Pagmodrupa Dorje Gyalpo

Pagmodrupa (1110-1170) was brought up by poverty stricken parents in the southern Kham. His father was named Wena Atar (we na a thar) and his mother was Tsunne (btsun ne).

They died when he was a youngster of about seven years. His one younger brother, later known by the name Dampa Desheg (dam pa bde gshegs), would found a very important early Nyingma monastery in Kham called Katog (kaH thog). It is said that before he was three, Pagmodrupa could remember how he was once a monkey during the time of the past Buddha Kashyapa. He forgot about it when his parents fed him tainted meat, but recovered this past-life memory later in life, after meeting Gampopa.

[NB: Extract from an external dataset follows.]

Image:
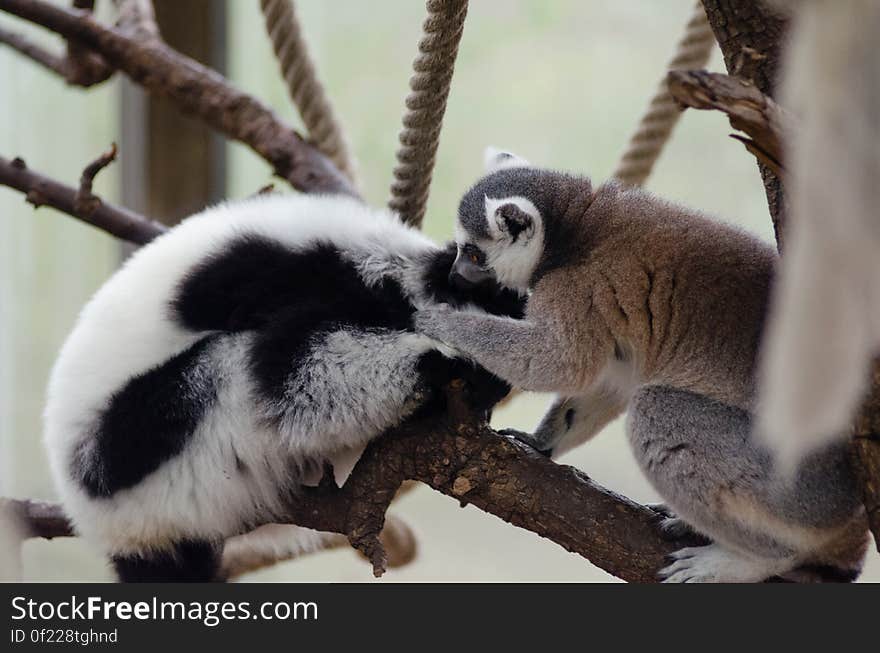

When his parents died, Pagmodrupa was placed under the care of his paternal uncle, a monk who also had employment outside his small monastery, Chakyi Temple (bya khyi lha khang) as a household priest (mchod gnas). This uncle sponsored his noviciate, while he in turn helped his uncle by working on a number of things, such as illustrating manuscripts. He had a natural talent for art and calligraphy, mastered reading and writing with no difficulty. He then acted as a record keeper for the monastery's abbot, Kenpo Tsultrim (mkhan po tshul khrims) for whom he also scribed in silver letters one volume of the One Hundred Thousand Perfection of Wisdom (Prajnaparamita).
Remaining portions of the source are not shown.